Sir Ernest Shackleton was an Anglo-Irish Antarctic explorer, who made three expeditions to the continent, most famously in 1914 on the Endurance.
Who was Ernest Shackleton?
He was born in southern Ireland, but grew up in London. He joined the merchant navy when he was 16 and worked on many different ships. Shackleton was a romantic adventurer, who became interested in exploration and joined the Royal Geographical Society while still at sea. In 1901 he got a place on Captain Robert Falcon Scott's first Antarctic expedition. This ignited his passion for Antarctic exploration.
When did Shackleton lead his first expedition to Antarctica?
In 1907, he led his own Antarctic expedition in the Nimrod. Other members of the expedition climbed Mount Erebus and reached the south magnetic pole. Shackleton himself led a party, which reached 97 miles short of the South Pole. He received a hero's welcome when he returned to England and was knighted.
What was the purpose of Shackleton’s 1914 Antarctic expedition?
In 1914, in command of a party on the ship Endurance, Shackleton set off to cross the Antarctic from one side to the other, from the Weddell Sea to the Ross Sea. As both Amundsen and Scott had reached the South Pole and the Americans had reached the North Pole, he saw this as the last great challenge.
What happened during this expedition?
Shackleton and his men set sail in August 1914, just as the war was starting in Europe. On 19 January 1915, Endurance became locked in the ice of the Weddell Sea. Over the course of the next nine months, the ship was gradually crushed, finally sinking on 27 October.
It proved impossible for the 28 men to drag their boats and stores across the frozen sea, so Shackleton camped on the ice and drifted with it. When the ice began to break up, the men launched the three boats and in dangerous conditions, managed to reach Elephant Island. This rocky and barren island was still more than 800 miles from the nearest inhabited land with people who could help them.
What did Shackleton decide to do?
He decided to leave most of the party behind, while he and five others set out on the James Caird to reach South Georgia, the nearest inhabited island, 800 miles away. He knew that he would find help there, at the Norwegian whaling stations on the north side. After 15 exhausting days at sea, the crew of the James Caird finally sighted South Georgia.
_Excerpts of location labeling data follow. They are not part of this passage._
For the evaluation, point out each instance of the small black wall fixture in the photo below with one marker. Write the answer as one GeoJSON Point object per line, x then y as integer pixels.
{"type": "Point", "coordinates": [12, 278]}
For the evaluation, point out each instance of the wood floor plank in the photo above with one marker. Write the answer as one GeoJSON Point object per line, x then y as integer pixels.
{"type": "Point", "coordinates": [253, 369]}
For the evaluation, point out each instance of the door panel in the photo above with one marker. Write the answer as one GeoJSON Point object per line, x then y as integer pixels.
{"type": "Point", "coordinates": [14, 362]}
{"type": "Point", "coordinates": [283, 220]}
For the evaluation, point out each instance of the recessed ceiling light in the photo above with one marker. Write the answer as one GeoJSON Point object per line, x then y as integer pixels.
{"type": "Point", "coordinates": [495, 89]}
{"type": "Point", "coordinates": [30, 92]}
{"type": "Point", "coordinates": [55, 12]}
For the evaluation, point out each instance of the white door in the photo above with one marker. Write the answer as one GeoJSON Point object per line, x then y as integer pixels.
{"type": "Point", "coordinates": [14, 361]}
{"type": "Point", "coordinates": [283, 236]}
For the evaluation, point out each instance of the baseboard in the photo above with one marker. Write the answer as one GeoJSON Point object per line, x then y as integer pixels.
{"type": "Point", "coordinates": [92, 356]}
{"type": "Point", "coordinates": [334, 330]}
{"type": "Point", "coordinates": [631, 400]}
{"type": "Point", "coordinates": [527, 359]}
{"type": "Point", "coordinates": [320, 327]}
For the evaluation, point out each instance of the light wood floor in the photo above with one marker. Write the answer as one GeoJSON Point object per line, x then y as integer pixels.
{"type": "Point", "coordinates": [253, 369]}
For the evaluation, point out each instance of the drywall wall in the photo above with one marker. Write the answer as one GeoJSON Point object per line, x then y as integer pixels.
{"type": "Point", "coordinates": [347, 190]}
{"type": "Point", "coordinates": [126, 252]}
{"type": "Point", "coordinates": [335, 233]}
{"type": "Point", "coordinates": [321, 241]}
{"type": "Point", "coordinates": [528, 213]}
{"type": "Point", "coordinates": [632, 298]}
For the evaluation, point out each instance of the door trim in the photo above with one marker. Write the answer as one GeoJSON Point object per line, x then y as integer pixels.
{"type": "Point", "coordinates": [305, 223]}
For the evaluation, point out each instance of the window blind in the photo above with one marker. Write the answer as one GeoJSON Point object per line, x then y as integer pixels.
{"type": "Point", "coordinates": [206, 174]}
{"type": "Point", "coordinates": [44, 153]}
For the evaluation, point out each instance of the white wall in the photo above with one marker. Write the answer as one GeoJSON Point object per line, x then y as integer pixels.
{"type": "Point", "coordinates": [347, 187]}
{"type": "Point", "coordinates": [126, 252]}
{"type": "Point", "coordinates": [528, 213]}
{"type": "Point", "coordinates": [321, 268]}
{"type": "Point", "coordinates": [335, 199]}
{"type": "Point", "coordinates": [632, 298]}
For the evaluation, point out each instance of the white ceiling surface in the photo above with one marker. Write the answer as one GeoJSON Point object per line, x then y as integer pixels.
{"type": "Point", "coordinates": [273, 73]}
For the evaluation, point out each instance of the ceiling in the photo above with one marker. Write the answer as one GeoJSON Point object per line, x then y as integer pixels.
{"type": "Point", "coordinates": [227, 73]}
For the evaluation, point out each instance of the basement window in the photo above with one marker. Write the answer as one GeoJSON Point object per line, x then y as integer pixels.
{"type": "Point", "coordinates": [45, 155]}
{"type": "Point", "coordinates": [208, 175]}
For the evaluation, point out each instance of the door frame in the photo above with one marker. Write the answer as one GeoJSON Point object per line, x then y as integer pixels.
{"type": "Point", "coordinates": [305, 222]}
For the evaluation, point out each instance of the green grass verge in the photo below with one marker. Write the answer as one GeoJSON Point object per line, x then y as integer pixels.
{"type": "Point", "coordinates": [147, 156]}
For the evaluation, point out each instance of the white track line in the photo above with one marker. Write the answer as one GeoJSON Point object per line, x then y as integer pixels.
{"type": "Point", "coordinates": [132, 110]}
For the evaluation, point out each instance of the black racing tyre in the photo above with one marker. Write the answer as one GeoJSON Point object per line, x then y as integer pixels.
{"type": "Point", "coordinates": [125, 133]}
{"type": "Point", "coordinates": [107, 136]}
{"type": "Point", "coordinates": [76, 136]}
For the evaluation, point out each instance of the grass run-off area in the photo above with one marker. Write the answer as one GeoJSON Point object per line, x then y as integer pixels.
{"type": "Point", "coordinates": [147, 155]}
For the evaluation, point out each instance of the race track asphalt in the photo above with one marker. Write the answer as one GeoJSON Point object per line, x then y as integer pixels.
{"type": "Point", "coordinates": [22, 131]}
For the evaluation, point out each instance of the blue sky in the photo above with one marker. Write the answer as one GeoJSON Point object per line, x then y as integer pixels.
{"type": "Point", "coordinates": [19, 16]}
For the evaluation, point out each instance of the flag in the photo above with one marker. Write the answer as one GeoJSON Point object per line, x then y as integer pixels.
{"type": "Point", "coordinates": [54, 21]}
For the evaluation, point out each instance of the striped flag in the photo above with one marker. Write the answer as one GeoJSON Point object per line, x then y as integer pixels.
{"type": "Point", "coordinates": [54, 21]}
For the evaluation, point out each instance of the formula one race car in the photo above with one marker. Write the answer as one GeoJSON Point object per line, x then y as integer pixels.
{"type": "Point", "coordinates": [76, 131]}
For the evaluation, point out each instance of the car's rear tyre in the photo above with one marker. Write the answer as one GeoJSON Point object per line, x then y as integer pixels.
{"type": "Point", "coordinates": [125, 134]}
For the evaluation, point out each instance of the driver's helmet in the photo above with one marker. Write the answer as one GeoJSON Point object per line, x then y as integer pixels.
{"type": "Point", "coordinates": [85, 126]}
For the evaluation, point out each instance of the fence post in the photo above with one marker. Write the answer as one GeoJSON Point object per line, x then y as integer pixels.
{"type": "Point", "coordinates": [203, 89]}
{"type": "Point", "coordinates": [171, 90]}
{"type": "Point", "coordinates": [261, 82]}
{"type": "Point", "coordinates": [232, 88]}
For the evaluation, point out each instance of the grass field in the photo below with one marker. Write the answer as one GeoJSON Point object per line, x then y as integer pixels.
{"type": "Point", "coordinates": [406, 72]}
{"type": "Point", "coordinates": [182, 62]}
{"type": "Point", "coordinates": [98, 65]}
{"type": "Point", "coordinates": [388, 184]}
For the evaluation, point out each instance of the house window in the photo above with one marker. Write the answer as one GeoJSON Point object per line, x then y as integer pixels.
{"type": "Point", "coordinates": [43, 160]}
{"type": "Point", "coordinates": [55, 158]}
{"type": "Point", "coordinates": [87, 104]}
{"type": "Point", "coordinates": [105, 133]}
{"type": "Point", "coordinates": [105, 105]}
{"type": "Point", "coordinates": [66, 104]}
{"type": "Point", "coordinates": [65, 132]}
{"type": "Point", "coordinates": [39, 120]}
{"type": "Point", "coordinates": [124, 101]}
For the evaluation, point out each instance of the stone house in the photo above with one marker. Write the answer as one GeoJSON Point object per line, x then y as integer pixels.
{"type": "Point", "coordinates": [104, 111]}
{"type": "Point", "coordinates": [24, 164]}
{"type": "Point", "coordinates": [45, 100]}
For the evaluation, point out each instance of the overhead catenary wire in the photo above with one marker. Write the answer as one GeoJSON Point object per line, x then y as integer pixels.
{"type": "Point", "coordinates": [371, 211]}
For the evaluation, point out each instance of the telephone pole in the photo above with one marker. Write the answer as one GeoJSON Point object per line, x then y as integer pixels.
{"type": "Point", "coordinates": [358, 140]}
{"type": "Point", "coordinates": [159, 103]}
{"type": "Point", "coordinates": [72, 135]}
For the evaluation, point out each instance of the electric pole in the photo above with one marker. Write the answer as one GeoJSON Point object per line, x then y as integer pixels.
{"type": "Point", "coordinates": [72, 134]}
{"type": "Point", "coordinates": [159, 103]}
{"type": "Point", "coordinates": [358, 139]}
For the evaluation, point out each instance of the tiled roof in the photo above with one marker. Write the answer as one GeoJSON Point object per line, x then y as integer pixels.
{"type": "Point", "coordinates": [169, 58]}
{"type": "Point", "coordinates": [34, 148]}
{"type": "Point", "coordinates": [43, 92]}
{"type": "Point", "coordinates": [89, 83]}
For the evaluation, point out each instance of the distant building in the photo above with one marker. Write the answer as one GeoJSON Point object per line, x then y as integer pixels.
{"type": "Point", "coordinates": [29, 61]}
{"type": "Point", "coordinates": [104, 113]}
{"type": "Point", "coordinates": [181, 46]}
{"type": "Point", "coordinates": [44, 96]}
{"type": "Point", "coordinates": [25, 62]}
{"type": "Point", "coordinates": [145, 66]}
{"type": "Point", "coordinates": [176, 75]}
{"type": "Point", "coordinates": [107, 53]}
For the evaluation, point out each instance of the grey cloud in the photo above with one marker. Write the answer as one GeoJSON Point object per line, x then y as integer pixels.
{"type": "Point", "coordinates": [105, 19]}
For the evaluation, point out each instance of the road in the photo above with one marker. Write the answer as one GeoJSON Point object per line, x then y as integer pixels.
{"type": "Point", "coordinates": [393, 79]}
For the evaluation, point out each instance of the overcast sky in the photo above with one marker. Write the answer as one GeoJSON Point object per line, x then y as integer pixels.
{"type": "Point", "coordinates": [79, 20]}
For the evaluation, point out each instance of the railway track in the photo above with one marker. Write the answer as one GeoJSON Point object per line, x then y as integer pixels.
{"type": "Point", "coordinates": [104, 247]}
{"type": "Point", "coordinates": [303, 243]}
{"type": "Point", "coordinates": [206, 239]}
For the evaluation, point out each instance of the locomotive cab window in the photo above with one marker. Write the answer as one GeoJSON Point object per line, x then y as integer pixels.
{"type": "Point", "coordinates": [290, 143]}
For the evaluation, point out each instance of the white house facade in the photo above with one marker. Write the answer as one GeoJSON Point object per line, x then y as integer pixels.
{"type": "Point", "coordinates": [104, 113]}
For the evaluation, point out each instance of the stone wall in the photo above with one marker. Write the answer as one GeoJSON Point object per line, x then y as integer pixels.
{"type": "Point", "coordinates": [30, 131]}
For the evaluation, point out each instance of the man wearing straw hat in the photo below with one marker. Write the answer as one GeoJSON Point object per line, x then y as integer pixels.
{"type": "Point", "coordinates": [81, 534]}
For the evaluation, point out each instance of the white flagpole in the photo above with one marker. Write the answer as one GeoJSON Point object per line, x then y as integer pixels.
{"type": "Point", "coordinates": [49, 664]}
Did they find the help they needed?
No, because they were on the uninhabited side of the island. To get to the whaling stations, they had to cross the unmapped island to the other side. Shackleton led, taking Tom Crean and Frank Worsley, the expert navigator on the James Caird, who also had mountaineering experience. The journey involved a climb of nearly 3000 feet (914 metres). Apart from short breaks, they marched continuously for 36 hours, covering some 40 miles over mountainous and icy terrain until they finally reached the Stromness whaling station.
What happened to the other crewmen?
They were all rescued. Those on Elephant Island had to wait longer, until 30 August 1916, but were eventually picked up by Shackleton on a Chilean navy tug. All the men believed that their survival was due largely to his tremendous leadership.
What happened to Shackleton?
He died of a heart attack, on 5 January 1922. He was on his way to the Antarctic again, on board another ship the Quest, at Grytviken, South Georgia.